La plaza, sin embargo, ha cambiado. Dejó de ser el centro de la ciudad, el punto de encuentro y referencia. Dejó de ser la aristocrática “plaza mayor” rodeada de los signos del poder: la catedral, la casa de gobierno y la alcaldía. Ahora es, apenas, espacio para el tumulto o sitio para la soledad nocturna, y es, cada vez con más frecuencia, mercado, escenario de malabaristas y vendedores de ilusiones. Y es, por cierto, teatro para que toda suerte de magos digan su discurso o canten su verdad. Y todo esto, además, porque para oficiar los ritos ya no se necesita balcón ni púlpito ni atrio. Ahora todo descendió al nivel de las aceras y de las masas, y se hizo más pedrero y más terrestre.
La calle, por cierto, ya nada tiene del viejo camino que fue su remoto antecesor, cuando las ciudades fueron aldeas, y los rascacielos, humildes y humanas viviendas de adobe y teja.
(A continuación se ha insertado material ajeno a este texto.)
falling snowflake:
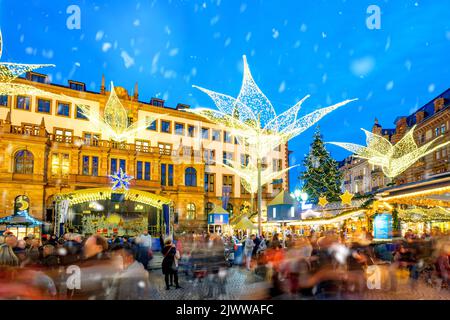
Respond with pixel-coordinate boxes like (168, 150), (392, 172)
(272, 28), (280, 39)
(386, 80), (394, 91)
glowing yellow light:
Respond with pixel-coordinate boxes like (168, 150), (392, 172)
(319, 196), (328, 207)
(187, 56), (356, 159)
(339, 190), (353, 206)
(69, 82), (162, 142)
(329, 126), (450, 178)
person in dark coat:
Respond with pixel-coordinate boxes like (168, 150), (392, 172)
(162, 238), (181, 290)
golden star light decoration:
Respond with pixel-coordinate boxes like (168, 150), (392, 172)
(339, 190), (354, 206)
(319, 196), (328, 207)
(75, 82), (159, 142)
(328, 126), (450, 178)
(109, 168), (133, 190)
(187, 56), (356, 159)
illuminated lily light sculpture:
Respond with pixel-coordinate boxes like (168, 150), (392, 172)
(222, 160), (298, 222)
(0, 30), (60, 97)
(188, 56), (356, 234)
(328, 126), (450, 179)
(75, 82), (159, 142)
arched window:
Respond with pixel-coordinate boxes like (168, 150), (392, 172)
(227, 203), (233, 216)
(186, 202), (196, 220)
(184, 167), (197, 187)
(205, 202), (214, 216)
(14, 150), (34, 174)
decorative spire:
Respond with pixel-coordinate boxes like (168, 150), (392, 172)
(5, 111), (11, 124)
(133, 82), (139, 100)
(100, 74), (105, 94)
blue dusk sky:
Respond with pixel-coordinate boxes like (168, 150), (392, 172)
(0, 0), (450, 188)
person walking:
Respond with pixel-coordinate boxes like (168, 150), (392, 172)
(162, 237), (181, 290)
(244, 234), (255, 270)
(136, 230), (152, 269)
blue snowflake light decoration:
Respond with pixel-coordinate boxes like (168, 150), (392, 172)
(109, 168), (133, 190)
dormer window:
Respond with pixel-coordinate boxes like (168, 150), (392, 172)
(69, 80), (86, 91)
(150, 98), (164, 107)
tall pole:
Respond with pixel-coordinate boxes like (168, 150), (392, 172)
(257, 158), (262, 236)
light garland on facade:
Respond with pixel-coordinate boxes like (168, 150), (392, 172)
(329, 126), (450, 178)
(55, 188), (171, 209)
(68, 82), (162, 142)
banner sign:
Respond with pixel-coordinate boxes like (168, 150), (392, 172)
(373, 213), (392, 239)
(222, 186), (231, 210)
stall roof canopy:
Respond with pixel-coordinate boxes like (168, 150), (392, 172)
(233, 217), (258, 230)
(268, 190), (294, 206)
(377, 172), (450, 206)
(209, 204), (230, 214)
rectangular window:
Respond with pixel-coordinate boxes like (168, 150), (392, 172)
(175, 123), (184, 136)
(188, 125), (195, 138)
(82, 156), (89, 176)
(241, 154), (250, 167)
(161, 163), (167, 186)
(203, 149), (216, 165)
(144, 162), (151, 181)
(202, 128), (209, 139)
(136, 161), (143, 180)
(92, 157), (98, 177)
(205, 173), (215, 192)
(222, 174), (233, 194)
(147, 117), (158, 131)
(211, 130), (220, 141)
(31, 74), (46, 83)
(111, 158), (117, 174)
(52, 153), (70, 176)
(16, 96), (30, 111)
(223, 131), (231, 143)
(167, 164), (173, 187)
(134, 140), (150, 152)
(0, 95), (8, 107)
(56, 101), (70, 117)
(223, 151), (233, 165)
(76, 106), (87, 120)
(37, 99), (51, 113)
(161, 120), (170, 133)
(158, 142), (172, 156)
(119, 159), (127, 172)
(69, 81), (85, 91)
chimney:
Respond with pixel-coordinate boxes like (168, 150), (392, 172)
(100, 74), (105, 94)
(175, 103), (191, 110)
(39, 117), (47, 137)
(133, 82), (139, 101)
(416, 110), (425, 123)
(434, 98), (445, 113)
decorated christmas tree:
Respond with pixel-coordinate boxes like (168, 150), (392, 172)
(299, 127), (342, 204)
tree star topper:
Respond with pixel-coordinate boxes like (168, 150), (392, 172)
(339, 190), (353, 206)
(319, 196), (328, 207)
(109, 168), (133, 190)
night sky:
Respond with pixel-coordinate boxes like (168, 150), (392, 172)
(0, 0), (450, 188)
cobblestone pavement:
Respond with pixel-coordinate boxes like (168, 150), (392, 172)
(149, 254), (450, 300)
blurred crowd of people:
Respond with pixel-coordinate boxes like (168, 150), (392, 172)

La calle ahora es autopista y las aceras son sitios de parqueo; en ellas, los peatones son intrusos, incómodos invasores que obstaculizan el tránsito presuroso de los coches de nuevos ricos arrogantes, de gigantescos autobuses y de uno que otro jefe que endereza velozmente hacia destino nacional, entre sirenas y estrépito de guarda espaldas en motocicleta.
Salir a la calle es dejar nuestro espacio entre las cuatro paredes del hogar para sumergirnos en el mundo de lo público; es migrar de la intimidad que aún queda en la casa de cada cual, al espacio tumultuoso en donde el individuo no importa, donde el anonimato y la inseguridad imperan, donde somos desconocidos y transitorios integrantes de la masa. La deshumanización de la calle y de la plaza son expresión de la metamorfosis de la ciudad, que alguna vez fue espacio para vivir y trabajar, a esta selva de competencia interminable, rascacielos arrogantes y vías atestadas, que es la ciudad de nuestros días.
Queda la posibilidad de plantearse otro modo de vivir o, al menos, otra perspectiva para ver la ciudad, la calle y la plaza como prolongaciones de lo nuestro. Y como desafíos para cuidarlas y dolerse de ellas. Queda la posibilidad de irse al parque y encontrar que, más allá del tumulto, aun queda la sombra de un árbol, el viento del verano y un pedazo de cielo, que sigue intenso y azul como fue el de hace años, el de un Quito que ya no está más.